Mayo va despidiendo la primavera no con flores sino con más material para la crónica negra internacional y nacional. La primera quedó muy bien servida por ese gran emprendedor de guerras que es el empresario-presidente Trump, atacando a Irán, genialidad a la que quiso arrastrar a su Otan, pese a que no hay ninguna razón para involucrar al ejército de su protectorado en un pleito fuera de su jurisdicción.
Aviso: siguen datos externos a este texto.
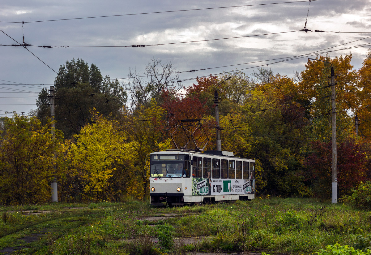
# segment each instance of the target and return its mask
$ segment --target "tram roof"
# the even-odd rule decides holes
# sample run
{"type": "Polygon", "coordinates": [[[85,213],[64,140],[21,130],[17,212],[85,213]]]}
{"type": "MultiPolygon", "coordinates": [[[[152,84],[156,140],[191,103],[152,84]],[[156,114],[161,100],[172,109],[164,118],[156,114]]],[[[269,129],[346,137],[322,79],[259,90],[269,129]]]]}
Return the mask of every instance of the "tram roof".
{"type": "MultiPolygon", "coordinates": [[[[167,150],[165,151],[162,151],[157,152],[152,152],[151,153],[151,155],[155,155],[156,154],[174,154],[174,153],[178,153],[179,154],[189,154],[190,153],[194,154],[199,154],[201,155],[207,155],[209,156],[214,156],[218,157],[226,157],[228,158],[233,158],[239,159],[249,159],[248,158],[240,158],[239,157],[235,157],[233,152],[231,151],[204,151],[203,153],[202,151],[196,150],[167,150]]],[[[255,160],[254,160],[255,161],[255,160]]]]}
Al parecer quería liberar a la mujer iraní de la tiranía de los ayatolas. Sabido es que en su currículum el empresario-presidente destaca como un gran conocedor y protector de las niñas y de las mujeres. Aunque hay otro buen grupo de entusiastas aliados del Tío Sam (por cierto, muy próximos geográficamente a Irán) que no se distinguen precisamente por su entusiasmo feminista, pero hay que reconocer que su petróleo resulta mucho más controlable que el de los ayatolas.
Una de las últimas amenazas del empresario-presidente la ha dedicado al Reino Unido, anunciando que podría ayudar a Argentina en su reivindicación de las Islas Malvinas. Aunque no es probable que la cosa pase de la simple amenaza, la baladronada nos toca muy de cerca porque en nuestro caso tendría muchas posibilidades una ayuda real a Marruecos en sus reclamaciones de Ceuta, Melilla y Canarias. Y en caso de guerra, dados los poderosos aliados de Marruecos, hasta podría caer también un pedazo de Andalucía, el muy significativo que contiene dos bases militares angloamericanas, una colonia inglesa y una zona muy turística y no ajena a la floreciente industria del Narco. Si un país con tan sólidos lazos con Estados Unidos como Inglaterra ha podido recibir semejante amenaza, un país tan odiado como España podría ser, además, la próxima Ukrania-Irán-Venezuela, todo junto y por el mismo precio.